Diagnosis and Treatment for Urinary Incontinence
Diagnosis and Treatment of Urinary Incontinence
The urinary system comprises the kidneys which generate urine, long, thin tubes called ureters that carry the urine from the kidneys to a temporary reservoir called the bladder, and urethra, a thin tube that clears the urine from the bladder to outside of the body. Various muscles regulate the process of urination. Whenever a person has an urge to urinate, the bladder muscles contract, and the sphincter, a ring of muscles that encircles the urethra relaxes and allows the urine to drain. The pelvic floor is a mesh of muscles that supports or holds these pelvic organs in place.
In some people, this seemingly simple activity of urination is disrupted in different ways. The condition is called urinary incontinence (UI) and causes social awkwardness for the person, along with some health complications.
Types of Urinary Incontinence (UI)
There are various types of UI:
- Stress incontinence: The bladder is stressed by actions such as laughing, coughing, sneezing, or lifting heavy weights, causing some urine to leak
- Urge incontinence: The person has a strong urge to urinate, but even before he/she urinates, there is some urine that leaks
- Overflow incontinence: There is a significant amount of urine left in the bladder (a few drops remaining is normal) even after urination, some of which leaks or ‘dribbles’

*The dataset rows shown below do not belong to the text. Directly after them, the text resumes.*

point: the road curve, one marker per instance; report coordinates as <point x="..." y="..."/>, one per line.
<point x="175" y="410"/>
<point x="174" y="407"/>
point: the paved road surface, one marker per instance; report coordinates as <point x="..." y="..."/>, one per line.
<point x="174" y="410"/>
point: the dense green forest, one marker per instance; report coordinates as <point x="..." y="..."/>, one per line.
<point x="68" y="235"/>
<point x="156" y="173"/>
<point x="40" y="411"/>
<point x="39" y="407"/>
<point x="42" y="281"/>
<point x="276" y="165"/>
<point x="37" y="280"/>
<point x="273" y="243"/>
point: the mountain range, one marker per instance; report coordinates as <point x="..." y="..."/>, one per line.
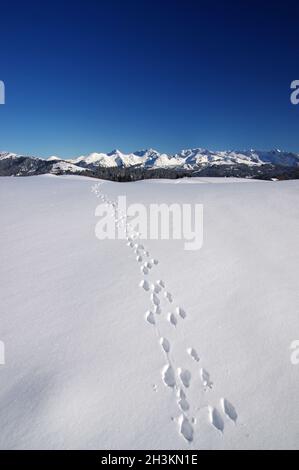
<point x="149" y="163"/>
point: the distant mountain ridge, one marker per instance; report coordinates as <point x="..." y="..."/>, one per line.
<point x="149" y="163"/>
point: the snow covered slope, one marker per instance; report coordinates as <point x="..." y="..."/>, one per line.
<point x="120" y="166"/>
<point x="85" y="366"/>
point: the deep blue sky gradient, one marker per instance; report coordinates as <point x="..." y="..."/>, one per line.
<point x="87" y="76"/>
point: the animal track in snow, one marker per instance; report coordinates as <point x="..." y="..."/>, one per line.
<point x="155" y="299"/>
<point x="181" y="312"/>
<point x="205" y="378"/>
<point x="185" y="428"/>
<point x="185" y="377"/>
<point x="183" y="404"/>
<point x="144" y="284"/>
<point x="168" y="376"/>
<point x="150" y="317"/>
<point x="161" y="284"/>
<point x="168" y="296"/>
<point x="182" y="400"/>
<point x="216" y="418"/>
<point x="228" y="409"/>
<point x="172" y="319"/>
<point x="165" y="344"/>
<point x="193" y="354"/>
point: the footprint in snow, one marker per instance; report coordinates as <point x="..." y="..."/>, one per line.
<point x="185" y="428"/>
<point x="157" y="309"/>
<point x="216" y="419"/>
<point x="183" y="404"/>
<point x="172" y="319"/>
<point x="168" y="376"/>
<point x="205" y="378"/>
<point x="182" y="400"/>
<point x="161" y="283"/>
<point x="192" y="353"/>
<point x="165" y="344"/>
<point x="185" y="377"/>
<point x="228" y="409"/>
<point x="181" y="312"/>
<point x="144" y="270"/>
<point x="144" y="284"/>
<point x="155" y="299"/>
<point x="168" y="296"/>
<point x="150" y="317"/>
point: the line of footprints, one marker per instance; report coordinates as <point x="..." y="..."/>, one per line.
<point x="176" y="378"/>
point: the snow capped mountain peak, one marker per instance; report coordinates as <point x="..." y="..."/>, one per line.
<point x="187" y="162"/>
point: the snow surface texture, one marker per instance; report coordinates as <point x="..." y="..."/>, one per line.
<point x="97" y="356"/>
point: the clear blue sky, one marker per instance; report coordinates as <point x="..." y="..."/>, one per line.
<point x="85" y="76"/>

- Functional incontinence: The bladder function is normal but the person has ailments such as arthritis or Alzheimer’s disease which prevents him from urinating on time.

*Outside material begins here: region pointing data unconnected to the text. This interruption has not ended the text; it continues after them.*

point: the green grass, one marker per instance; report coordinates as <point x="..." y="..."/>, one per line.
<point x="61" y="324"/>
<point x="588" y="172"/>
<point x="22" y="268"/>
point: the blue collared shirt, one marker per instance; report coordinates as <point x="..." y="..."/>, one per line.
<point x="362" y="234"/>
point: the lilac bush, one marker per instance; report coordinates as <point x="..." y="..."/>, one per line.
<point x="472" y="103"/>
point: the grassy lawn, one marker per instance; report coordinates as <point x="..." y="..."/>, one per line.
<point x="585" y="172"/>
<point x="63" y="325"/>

- Mixed incontinence: When the person has two or more of the above types
Causes and Risk Factors
The UI may be a temporary or persistent problem. Either way, there are various causes and risk factors:
- Foods such as chocolate, artificial sweeteners, spicy foods, and citrus foods
- Consumption of caffeine, alcohol, sodas, energy drinks and sports drinks
- Urinary tract infection
- Medications used to treat hypertension, liver and kidney diseases, diuretics and anti-depressants
- Urinary obstruction due to an enlarged prostate in men, tumour or kidney stones
- Reduced control over bladder muscles due to ageing
- Pelvic floor muscles getting weakened with age
- Pregnancy, child birth and menopause in women
- Pelvic surgeries
- Neurological disorders such as Parkinson’s, Alzheimer’s and multiple sclerosis
- Being overweight
- Physical damage to pelvic floor muscles from a fall, fracture or accident
- Prostatitis or inflammation of the prostate in men
- Surgery for prostate cancer
- Overactive bladder muscles
- Smoking: Smoker’s cough can aggravate the symptoms of UI
Complications Arising Out of UI
In addition to social withdrawal and restrictions in activities, both of which affect the quality of life, there are health conditions that can develop if UI is untreated for long.

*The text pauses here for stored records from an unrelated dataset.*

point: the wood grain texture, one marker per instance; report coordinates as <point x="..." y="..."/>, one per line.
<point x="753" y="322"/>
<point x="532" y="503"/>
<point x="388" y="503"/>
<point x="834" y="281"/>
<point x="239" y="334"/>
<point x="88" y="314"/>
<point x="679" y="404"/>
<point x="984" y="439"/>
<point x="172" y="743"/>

- Urinary tract infections: UTI which is one of the risk factors for UI can also be one of the complications from UI
- Skin conditions: Irregular or disrupted urination can lead to accumulation of toxins in the blood, leading to different kinds of infections, rashes, and skin sores
- For the same reason (toxin accumulation), healing of wounds in patients gets delayed
- Physical examination: Women are examined for the strength of pelvic floor muscles, while men are examined for enlarged prostate.
- Blood tests: The person’s blood is examined for any chemicals or substances that can trigger UI.
- Urine analysis: A urine sample is checked for traces of blood, indications of any disease and any signs of infection
- An ultrasound of the bladder: This is done to assess if the bladder is being emptied fully or if some urine is still left (called (PVR) post-void residual urine).
- Bladder diary: For about 3 days to a week, the patient must maintain a record of how much fluids were consumed, when and how many times a day the person urinated, the amount of urine passed every time, if there was an urge to urinate soon after, and the number of incontinence episodes.
- Stress test: There is sudden pressure applied on the patient, and the doctor will check if there is any leakage of urine.
- Urodynamic testing: This is a test to evaluate how much stress the bladder muscles and sphincter muscles can withstand. This comprises inserting a tube into the bladder and filling it with a special liquid.
- Cystogram: A dye is injected into the bladder, and when the patient urinates, a series of X-ray images of the bladder are taken which will reveal any abnormalities in the urinary tract.
- Cystoscopy: A thin and flexible tube with a camera fitted on one end (called the Cystoscope) is inserted through the urethra and also into the bladder to get a close look at the inside of your urinary tract.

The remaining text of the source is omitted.